This happened awhile after the Great Flood, and human language was still all the same, maybe an early semitic language.

 

Even after the devastating flood, humanity had not learned its lesson, or was forgetting. 

 

Things were going back to the way they were before the flood… people were becoming entirely selfish and worldly again. 

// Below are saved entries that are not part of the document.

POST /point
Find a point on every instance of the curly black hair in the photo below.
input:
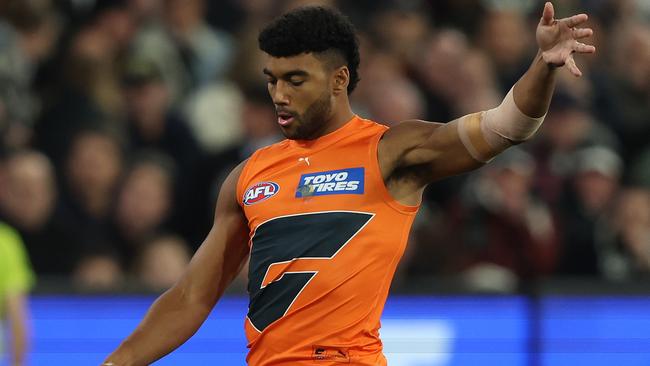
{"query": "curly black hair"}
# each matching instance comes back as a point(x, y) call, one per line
point(313, 29)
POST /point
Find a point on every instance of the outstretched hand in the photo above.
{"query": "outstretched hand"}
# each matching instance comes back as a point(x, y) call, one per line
point(558, 39)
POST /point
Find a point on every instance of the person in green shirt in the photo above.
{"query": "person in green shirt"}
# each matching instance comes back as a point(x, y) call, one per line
point(16, 279)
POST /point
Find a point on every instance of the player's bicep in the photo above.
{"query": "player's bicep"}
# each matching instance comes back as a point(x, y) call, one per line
point(224, 251)
point(435, 148)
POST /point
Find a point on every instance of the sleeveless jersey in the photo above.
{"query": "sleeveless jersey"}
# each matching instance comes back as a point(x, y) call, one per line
point(326, 238)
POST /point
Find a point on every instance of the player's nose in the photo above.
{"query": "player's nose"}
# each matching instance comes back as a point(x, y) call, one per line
point(280, 94)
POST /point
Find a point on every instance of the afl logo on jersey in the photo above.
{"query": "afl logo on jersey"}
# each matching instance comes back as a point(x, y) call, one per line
point(260, 192)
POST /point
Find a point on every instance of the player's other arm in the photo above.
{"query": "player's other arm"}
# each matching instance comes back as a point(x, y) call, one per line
point(177, 314)
point(438, 150)
point(16, 306)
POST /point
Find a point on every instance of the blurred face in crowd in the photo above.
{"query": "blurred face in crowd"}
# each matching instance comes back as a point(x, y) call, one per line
point(163, 262)
point(515, 184)
point(27, 192)
point(406, 102)
point(595, 189)
point(98, 272)
point(301, 89)
point(183, 15)
point(504, 35)
point(565, 128)
point(94, 164)
point(147, 104)
point(145, 200)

They were using their common language and knowledge as a tool to defy God and mislead people.

 

They engineered and built a tower intended to reach into Heaven, where they imagined that they would ascend and become as gods.  

 

For the good of humanity, God intervened by scrambling their words, and mixing their language. 

 

No longer able to communicate and collaborate in their scheme against God, the people scattered and dispersed.

 

But from that very day on, God was working His plan to bring people back together again through His Son and His Spirit… but this time to work for and with Him, instead of against Him.

 

Their task would not be to build towers but to build relationships… relationships of trust in God, and of love with His people. 

 

And their common language would be a spiritual language, the message of the Gospel of Christ… God’s Word shared in every language. 

 

And that’s how it is for us, God’s people today. 

 

We said there are an estimated 6500 languages on the earth. 

 

By the spread of the Gospel around the world, beginning with the apostles and commissioned by Christ and carried out by the Church, the life-giving and life-changing Word of God is taught in many of those languages.

 

People in all nations are being brought to Christ in Baptism… washed with water as in whatever language, English, French, Swahili, Arabic, Chinese, and hundreds more, those powerful, saving words are proclaimed: I baptize you in the name of the Father, and of the Son, and of the Holy Spirit…

 

Engraved on our baptismal fount are the words of Jesus from Matthew 19:14, in German: Lasset die kindlein zu mir kommen. Let the little children come to me.

 

By the working of the Holy Spirit in Holy Baptism, another child of God is made… and His Kingdom of Grace on earth is expanded.

 

And that’s how His Church is built up, not by bricks stacked higher, but by souls redeemed, hearts washed clean, and minds enlightened.

 

And in heavenly languages, angels rejoice, as another dear child is set aside for a heavenly inheritance.

 

As the Holy Spirit empowered the apostles to proclaim the Gospel in many languages, so may all God’s people share and proclaim the Gospel in their native language… and in any secondary language they might know. 

 

Let us use our given language to better know Christ, and to make Him known.

 

Praising, praying, confessing, proclaiming, hearing, reading, teaching, learning, and sharing God’s Word is the biggest reason we have our language. 

 

So let us put it to good use, and joyfully praise God and share the Good News!

 

And as we do, the peace of God, which passes understanding, will guard our hearts and minds in Christ Jesus our Lord, whom we boldly proclaim in truth and love. Amen.